Highlights & Insights¶
- Content-agnostic nature of MAS-GLCM is the most prominent contribution: the GLCM computation inherently excludes content information, retaining only texture statistics — thereby decoupling degradation discrimination from image semantics.
- Elegance of the three-stage transition design: generation → bridging → restoration progressively introduces parameters in the diffusion formula to govern the evolution of model capabilities — from pure generation to conditional generation to restoration.
- Reformulation of degradation classification as contrastive learning: the bridging stage uses discrete class labels, while the restoration stage adopts all-negative contrastive learning — accommodating the practical reality that real-world degradations cannot always be explicitly categorized.
Limitations & Future Work¶
- Angle and scale parameters of MAS-GLCM require manual selection.
- Three-stage training increases overall training complexity.
- "Order classification" for real-world degradation relies on approximate pseudo-labels that do not fully reflect true degradation processes.
- Validation on temporal scenarios such as video restoration has not been conducted.
Related Work & Insights¶
- vs.
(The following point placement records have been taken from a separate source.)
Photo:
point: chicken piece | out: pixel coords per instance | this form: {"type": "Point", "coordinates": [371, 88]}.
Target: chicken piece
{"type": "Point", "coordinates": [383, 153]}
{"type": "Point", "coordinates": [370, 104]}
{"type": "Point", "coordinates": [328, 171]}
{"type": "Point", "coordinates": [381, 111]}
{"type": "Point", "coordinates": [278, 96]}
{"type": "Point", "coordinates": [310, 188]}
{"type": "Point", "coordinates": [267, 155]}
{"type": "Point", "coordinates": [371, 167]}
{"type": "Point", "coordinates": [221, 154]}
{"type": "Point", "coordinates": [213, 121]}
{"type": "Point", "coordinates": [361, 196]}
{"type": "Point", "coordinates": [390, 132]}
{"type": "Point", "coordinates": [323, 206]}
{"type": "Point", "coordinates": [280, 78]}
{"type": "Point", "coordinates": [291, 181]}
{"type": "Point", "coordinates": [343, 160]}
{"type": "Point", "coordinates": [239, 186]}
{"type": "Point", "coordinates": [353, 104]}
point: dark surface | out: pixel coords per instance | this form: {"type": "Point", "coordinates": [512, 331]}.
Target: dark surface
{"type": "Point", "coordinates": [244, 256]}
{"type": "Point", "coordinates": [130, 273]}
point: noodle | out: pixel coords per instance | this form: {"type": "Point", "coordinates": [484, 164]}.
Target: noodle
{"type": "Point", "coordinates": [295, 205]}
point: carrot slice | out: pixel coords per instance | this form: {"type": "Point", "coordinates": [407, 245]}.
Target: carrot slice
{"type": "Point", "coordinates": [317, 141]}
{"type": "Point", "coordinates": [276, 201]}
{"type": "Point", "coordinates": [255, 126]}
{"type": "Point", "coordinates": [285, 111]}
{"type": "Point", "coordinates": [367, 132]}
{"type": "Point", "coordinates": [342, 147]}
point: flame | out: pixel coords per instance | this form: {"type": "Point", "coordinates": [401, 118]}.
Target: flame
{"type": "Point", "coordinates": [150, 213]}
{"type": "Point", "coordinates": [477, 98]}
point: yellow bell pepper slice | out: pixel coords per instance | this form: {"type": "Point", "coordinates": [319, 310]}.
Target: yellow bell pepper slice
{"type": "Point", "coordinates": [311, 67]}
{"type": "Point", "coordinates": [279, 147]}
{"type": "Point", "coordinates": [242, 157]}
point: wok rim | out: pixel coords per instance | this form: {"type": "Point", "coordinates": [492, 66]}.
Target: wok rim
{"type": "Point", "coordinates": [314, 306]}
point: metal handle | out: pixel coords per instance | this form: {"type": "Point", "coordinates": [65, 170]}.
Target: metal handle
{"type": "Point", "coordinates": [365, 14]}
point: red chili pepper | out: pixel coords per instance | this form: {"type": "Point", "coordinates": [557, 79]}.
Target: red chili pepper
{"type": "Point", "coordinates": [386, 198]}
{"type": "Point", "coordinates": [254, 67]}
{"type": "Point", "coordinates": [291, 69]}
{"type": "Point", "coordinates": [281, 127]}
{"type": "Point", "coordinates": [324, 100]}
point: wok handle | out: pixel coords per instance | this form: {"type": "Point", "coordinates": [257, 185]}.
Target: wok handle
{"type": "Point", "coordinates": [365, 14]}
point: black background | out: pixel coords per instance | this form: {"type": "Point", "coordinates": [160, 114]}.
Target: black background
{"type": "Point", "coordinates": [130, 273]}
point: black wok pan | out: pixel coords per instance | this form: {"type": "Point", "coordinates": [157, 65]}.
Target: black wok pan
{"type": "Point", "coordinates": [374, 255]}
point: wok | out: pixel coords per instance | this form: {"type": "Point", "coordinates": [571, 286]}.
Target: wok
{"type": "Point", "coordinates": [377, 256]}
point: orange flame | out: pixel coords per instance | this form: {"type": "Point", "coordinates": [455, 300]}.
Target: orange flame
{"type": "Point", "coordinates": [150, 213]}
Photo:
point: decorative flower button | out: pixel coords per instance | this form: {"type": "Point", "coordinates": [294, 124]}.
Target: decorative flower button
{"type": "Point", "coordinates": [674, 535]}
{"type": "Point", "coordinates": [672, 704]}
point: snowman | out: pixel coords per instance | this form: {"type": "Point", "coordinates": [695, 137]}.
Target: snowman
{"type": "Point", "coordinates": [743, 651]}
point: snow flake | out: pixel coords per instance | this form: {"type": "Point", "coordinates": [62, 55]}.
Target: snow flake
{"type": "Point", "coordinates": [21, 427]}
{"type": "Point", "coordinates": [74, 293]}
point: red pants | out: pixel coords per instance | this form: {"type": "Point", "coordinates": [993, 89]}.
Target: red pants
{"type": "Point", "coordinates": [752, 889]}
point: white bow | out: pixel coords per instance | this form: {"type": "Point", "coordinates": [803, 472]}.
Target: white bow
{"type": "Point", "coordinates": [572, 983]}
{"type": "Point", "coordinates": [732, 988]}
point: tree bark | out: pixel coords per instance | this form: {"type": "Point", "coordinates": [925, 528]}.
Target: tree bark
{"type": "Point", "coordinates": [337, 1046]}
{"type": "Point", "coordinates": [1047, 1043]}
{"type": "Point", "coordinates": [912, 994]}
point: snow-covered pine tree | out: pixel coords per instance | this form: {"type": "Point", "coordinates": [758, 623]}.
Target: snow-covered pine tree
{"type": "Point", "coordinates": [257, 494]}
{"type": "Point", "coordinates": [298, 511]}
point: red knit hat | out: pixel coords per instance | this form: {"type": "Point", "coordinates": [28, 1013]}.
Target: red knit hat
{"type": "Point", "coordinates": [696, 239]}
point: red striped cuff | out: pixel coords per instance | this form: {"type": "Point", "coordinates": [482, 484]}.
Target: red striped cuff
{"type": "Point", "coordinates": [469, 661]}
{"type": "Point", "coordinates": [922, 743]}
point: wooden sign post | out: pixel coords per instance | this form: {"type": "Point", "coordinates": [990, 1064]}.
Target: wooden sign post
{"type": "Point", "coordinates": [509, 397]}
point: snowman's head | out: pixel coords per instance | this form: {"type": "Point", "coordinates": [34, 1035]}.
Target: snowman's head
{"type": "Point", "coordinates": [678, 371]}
PromptIR/AirNet: These methods employ auxiliary networks for degradation discrimination but produce overly smooth outputs; BDG performs discrimination internally within the diffusion model.
- vs. DiffBIR/StableSR: These methods exploit generative priors but lack degradation awareness, resulting in poor fidelity in all-in-one settings; BDG addresses this through MAS-GLCM bridging.
- vs. DiffUIR: DiffUIR predicts only residuals, sacrificing generative priors; BDG simultaneously predicts both noise and residuals, preserving generative priors.
Rating¶
- Novelty: ⭐⭐⭐⭐ MAS-GLCM degradation representation is original; three-stage training design demonstrates substantial depth.
- Experimental Thoroughness: ⭐⭐⭐⭐ Covers degradation classification validation, all-in-one restoration, and real-world super-resolution, though quantitative comparisons with additional baselines are limited.
- Writing Quality: ⭐⭐⭐⭐ Method derivation is clear, though the dense notation requires careful tracking.
- Value: ⭐⭐⭐⭐ The unified discrimination-generation framework offers practically meaningful guidance for the image restoration community.